Si les banques doivent prendre l’initiative, en plus de tirer parti de l’open banking et de l’analyse des données, il y a d’autres considérations à prendre en compte, notamment :
- Inclusion. Les super-apps offrent toute une série de services ; elles doivent fonctionner pour toute une série de personas et de données démographiques.
- Responsabilité sociale. Les gens sont plus sensibles à l’environnement et s’intéressent au fonctionnement de leurs applis et au respect des meilleures pratiques en matière de durabilité.
- Confidentialité des données. Les consommateurs sont de plus en plus sensibles aux atteintes à la vie privée (en particulier en Occident), de sorte qu’une sécurité robuste et une collecte de données sûre sont essentielles.
Quelle que soit la voie choisie par les banques – devenir une super-app, collaborer avec une appli existante ou rester indépendantes – elles ont besoin d’une stratégie claire.
Délai de décision pour les banques occidentales
Plateformes unifiées pour de multiples tâches, les super-apps sont pratiques et faciles à utiliser. Parce qu’elles traversent différentes industries, les super-apps ont un accès large et exclusif aux données des utilisateurs. Et à mesure que l’open banking s’impose, les banques ont l’occasion de se lancer dans la course aux super-apps.
Les super-apps font déjà partie de la conversation des banques : selon une étude d’Accenture, la mention des super-apps dans les rapports annuels a été multipliée par plus de six entre 2019 et 2021. Et, comme nous l’avons déjà vu, elles ont certainement décollé dans certaines régions d’Asie.

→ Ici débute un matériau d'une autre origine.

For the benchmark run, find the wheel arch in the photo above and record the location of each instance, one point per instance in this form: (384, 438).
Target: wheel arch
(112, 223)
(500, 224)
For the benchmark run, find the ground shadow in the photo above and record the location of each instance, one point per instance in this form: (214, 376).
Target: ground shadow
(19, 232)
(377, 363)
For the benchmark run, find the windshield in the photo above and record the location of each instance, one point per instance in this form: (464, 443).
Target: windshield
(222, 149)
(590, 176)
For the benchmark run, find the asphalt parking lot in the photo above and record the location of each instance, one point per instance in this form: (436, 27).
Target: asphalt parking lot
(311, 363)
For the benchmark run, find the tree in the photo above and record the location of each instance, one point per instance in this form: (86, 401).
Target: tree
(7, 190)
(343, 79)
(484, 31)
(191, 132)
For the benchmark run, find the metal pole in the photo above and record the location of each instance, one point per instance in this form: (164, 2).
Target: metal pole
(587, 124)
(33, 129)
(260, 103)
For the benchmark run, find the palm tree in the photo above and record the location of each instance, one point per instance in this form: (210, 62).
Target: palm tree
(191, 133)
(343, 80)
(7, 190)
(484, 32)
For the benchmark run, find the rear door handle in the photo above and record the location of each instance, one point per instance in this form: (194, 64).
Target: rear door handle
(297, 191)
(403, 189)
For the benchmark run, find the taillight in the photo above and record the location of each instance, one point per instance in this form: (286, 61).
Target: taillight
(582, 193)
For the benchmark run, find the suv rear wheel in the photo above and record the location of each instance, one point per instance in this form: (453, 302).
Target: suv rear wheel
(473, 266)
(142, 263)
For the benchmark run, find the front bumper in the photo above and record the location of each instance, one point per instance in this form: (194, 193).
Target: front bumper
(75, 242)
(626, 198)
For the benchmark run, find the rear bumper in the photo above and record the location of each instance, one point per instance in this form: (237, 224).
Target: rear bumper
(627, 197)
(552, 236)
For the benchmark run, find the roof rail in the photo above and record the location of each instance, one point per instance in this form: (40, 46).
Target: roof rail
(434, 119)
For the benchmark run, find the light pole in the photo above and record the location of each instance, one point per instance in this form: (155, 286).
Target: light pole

Pour les banques occidentales, il est essentiel de réfléchir à la manière exacte d’intégrer les super-apps dans leurs stratégies à court, moyen et long terme. En particulier le type de rôle qu’elles choisissent de jouer, qu’il s’agisse d’un acteur du front office, d’un facilitateur de back office ou d’un élément de l’infrastructure réglementée.
Les réponses à toutes ces questions détermineront où les banques investiront et comment le paysage des super-apps évoluera.